C’est par où la vraie Cinecittà ?

Cinécure, le blog d'Aurélien Ferenczi.

Par Aurélien Ferenczi

Publié le 22 juillet 2014 à 15h00

Mis à jour le 08 décembre 2020 à 05h17

L'entrée du parc Cinecittà World reprend les décors du premier péplum de l'histoire du cinéma, Cabiria, de Giovanni Pastrone, tourné en 1914.

L'entrée du parc Cinecittà World reprend les décors du premier péplum de l'histoire du cinéma, Cabiria, de Giovanni Pastrone, tourné en 1914. Alessandro Serrano/AGF/SIPA

Cinecittà… Le nom fait rêver. Il évoque le célèbre plateau 5, celui où Federico Fellini inventait ses mondes fantasmagoriques, la ville imaginaire où, disait-il, il faisait meilleur vivre qu'à Rome ou Paris. Et aussi les tournages mythiques du « Hollywood sur Tibre » des années 60 quand les productions américaines venaient trouver en Europe de la main-d'œuvre moins chère et des artisan doués comme des artistes… La cité du cinéma du Sud de Rome, on l'avait visitée il y a une dizaine d'années et, franchement, elle faisait un peu pitié, les restes de la splendeur d'antan confinés dans un petit musée « sauvage » tenu par les gardiens du lieu.

Le décorateur Dante Ferretti est l'un des maîtres d'œuvre de Cinecittà World.

Le décorateur Dante Ferretti est l'un des maîtres d'œuvre de Cinecittà World. Domenico Stinellis/AP/SIPA

Y aura-t-il de sa magie perdue dans le Cinecittà World que des entrepreneurs italiens ouvrent ce mercredi ? Un parc d'attractions dédié au cinéma, dont l'un des maîtres d'œuvre s'appelle Dante Ferretti, décorateur génial de Pasolini, Fellini, aujourd'hui Scorsese, très fier de l'éléphant géant qu'il a imaginé en hommage à Cabiria, le premier péplum de l'histoire du cinéma. La presse italienne accompagne l'événement : dans La Repubblica, on loue les « dimensions pharaoniques [d'un projet] qui associe toboggans et montagnes russes à un concept intelligent et 100% italien », on salue les investissements, « associés » eux aussi, du PDG de Tod 's, de celui de la Banca Nazionale del lavoro, bref le courage d'un financement 100% privé – loin de notre dyonisienne Cité du cinéma…

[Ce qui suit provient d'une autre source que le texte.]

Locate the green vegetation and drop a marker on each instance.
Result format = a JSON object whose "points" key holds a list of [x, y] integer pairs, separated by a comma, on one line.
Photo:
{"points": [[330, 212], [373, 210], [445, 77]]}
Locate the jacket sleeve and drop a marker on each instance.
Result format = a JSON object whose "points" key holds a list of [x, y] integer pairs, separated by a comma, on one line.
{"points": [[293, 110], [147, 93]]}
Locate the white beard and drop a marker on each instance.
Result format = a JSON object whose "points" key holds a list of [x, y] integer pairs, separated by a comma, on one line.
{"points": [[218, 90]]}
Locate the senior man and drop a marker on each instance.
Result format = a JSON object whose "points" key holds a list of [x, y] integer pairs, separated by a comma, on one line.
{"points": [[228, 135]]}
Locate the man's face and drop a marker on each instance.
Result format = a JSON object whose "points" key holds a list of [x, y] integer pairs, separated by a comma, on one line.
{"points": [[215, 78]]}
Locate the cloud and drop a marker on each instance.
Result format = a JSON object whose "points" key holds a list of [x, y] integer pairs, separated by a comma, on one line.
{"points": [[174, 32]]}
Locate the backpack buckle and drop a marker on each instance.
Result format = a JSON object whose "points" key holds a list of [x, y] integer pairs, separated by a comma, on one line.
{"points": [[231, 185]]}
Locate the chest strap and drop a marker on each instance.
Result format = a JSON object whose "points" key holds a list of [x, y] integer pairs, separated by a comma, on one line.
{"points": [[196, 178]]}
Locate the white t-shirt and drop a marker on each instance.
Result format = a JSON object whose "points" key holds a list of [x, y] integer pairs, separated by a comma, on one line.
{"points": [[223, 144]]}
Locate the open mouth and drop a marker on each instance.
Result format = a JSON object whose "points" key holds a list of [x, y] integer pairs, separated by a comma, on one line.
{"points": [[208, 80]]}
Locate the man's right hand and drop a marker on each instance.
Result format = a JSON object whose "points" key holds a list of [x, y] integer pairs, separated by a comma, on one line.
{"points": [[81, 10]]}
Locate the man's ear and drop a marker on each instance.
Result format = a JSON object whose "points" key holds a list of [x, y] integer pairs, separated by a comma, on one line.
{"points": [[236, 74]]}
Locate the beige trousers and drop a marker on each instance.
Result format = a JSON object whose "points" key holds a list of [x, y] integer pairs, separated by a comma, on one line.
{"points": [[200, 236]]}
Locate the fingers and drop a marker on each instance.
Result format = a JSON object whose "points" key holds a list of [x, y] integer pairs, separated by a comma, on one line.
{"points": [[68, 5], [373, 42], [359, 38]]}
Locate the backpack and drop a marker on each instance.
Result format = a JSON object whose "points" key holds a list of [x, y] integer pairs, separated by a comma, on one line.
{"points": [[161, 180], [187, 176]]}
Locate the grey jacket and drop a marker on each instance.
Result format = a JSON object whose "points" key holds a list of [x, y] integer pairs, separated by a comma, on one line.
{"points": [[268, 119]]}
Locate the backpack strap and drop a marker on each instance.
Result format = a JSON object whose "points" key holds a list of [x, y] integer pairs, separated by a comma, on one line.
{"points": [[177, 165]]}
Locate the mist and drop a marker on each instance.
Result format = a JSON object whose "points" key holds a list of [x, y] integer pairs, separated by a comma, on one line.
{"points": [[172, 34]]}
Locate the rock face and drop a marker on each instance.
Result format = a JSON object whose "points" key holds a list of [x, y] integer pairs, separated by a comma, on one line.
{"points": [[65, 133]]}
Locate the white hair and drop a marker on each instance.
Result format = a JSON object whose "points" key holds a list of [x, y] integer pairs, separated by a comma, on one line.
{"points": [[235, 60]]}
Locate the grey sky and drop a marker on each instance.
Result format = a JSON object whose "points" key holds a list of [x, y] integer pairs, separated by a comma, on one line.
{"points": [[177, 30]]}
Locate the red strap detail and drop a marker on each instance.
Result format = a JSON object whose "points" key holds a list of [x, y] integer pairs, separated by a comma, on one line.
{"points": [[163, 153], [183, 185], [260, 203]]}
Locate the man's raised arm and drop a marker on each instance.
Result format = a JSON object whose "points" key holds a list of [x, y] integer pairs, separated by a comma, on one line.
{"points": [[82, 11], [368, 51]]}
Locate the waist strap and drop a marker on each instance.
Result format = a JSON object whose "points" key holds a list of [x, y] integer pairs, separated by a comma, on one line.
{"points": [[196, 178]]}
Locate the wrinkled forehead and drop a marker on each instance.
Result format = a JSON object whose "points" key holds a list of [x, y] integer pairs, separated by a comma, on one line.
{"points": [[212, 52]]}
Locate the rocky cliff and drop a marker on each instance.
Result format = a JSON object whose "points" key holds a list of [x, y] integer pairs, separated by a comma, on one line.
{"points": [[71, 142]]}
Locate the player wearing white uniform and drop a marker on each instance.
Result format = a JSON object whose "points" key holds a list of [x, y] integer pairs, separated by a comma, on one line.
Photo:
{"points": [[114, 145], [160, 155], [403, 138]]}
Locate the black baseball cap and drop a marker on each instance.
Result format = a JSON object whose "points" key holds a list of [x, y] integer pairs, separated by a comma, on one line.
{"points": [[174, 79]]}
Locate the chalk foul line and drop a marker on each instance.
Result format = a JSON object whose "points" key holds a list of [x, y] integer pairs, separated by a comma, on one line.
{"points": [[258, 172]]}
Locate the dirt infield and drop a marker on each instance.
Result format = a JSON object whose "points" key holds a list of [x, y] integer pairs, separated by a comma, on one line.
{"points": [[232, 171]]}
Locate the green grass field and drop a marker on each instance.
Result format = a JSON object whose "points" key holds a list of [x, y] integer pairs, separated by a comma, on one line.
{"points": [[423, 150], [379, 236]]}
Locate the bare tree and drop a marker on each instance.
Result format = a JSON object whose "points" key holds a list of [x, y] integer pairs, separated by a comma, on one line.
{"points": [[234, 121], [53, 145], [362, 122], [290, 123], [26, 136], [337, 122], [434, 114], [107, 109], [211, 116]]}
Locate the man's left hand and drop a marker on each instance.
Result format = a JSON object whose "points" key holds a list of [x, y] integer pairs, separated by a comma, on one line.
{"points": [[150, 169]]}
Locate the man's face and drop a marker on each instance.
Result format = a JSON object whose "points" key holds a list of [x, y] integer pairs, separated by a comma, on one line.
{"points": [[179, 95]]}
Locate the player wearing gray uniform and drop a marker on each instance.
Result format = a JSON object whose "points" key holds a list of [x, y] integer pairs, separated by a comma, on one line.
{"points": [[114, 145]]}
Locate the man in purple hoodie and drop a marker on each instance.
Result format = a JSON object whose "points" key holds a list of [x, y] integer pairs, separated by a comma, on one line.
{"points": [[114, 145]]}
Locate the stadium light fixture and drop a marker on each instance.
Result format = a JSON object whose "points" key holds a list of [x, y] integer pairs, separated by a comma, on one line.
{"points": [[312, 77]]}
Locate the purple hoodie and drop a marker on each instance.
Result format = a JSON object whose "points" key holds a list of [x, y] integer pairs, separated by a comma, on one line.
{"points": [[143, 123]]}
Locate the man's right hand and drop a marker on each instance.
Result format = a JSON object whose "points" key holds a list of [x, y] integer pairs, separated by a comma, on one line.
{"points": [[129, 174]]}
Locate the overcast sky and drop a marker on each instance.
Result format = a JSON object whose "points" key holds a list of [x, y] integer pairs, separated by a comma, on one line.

Surprise : quand on se penche sur la question, Cinecittà World ne s'est pas bâti à Cinecittà même, mais trente kilomètres plus au sud, dans les studios concurrents, depuis longtemps abandonnés, que le producteur Dino de Laurentiis avait fait construire au temps de sa splendeur – on les avait baptisés Dinocittà… Sis sur le territoire de la commune de Castel Romano, au milieu d'une réserve naturelle – j'aimerais bien voir les permis de construire – le parc offrira diverses attractions, plus ou moins typiques : un saloon diffusera en permanence les musiques léoniennes d'Ennio Morricone, mais, plus loin, un vaisseau spatial et un sous-marin n'auront plus grand-chose à voir avec le cinéma local. Cité du cinéma mondial – ego hollywoodien – et non du cinéma italien ? Sauf présence encore passée sous silence d'une attraction néo-réaliste…

Ne brûlons pas ce que nous n'avons pas encore visité, et félicitons-nous plutôt que la vraie Cinecittà, celle qu'on atteint par la Metropolitana, le métro romain, entrée sur la Via Tuscolana, soit préservée et encore en service. On n'y tourne plus guère de films, c'est vrai – plutôt des séries et des pubs. Elle garde ses fans, comme Wes Anderson, qui y a tourné La Vie aquatique, ou, plus récemment, un délicieux court-métrage pour Prada, Castello Cavalcanti.

Il paraît que l'auteur de Grand Budapest Hotel traînait sur les lieux il y a quelques jours à peine.

DR

La vraie Cinecittà, on la retrouve dans une exposition à Gênes qu'on aimerait bien voir venir en France : La Nascita di Cinecittà raconte la construction ultra-rapide, à fins de propagande fasciste, de studios high-tech au sein desquels on tournait déjà en 1938, un an après leur ouverture, quarante-neuf films. Sur la photo ci-dessus, le type au menton volontaire à qui on montre le fonctionnement d'une caméra, ne me dites pas que vous ne l'avez pas reconnu, oui c'est le Duce en personne…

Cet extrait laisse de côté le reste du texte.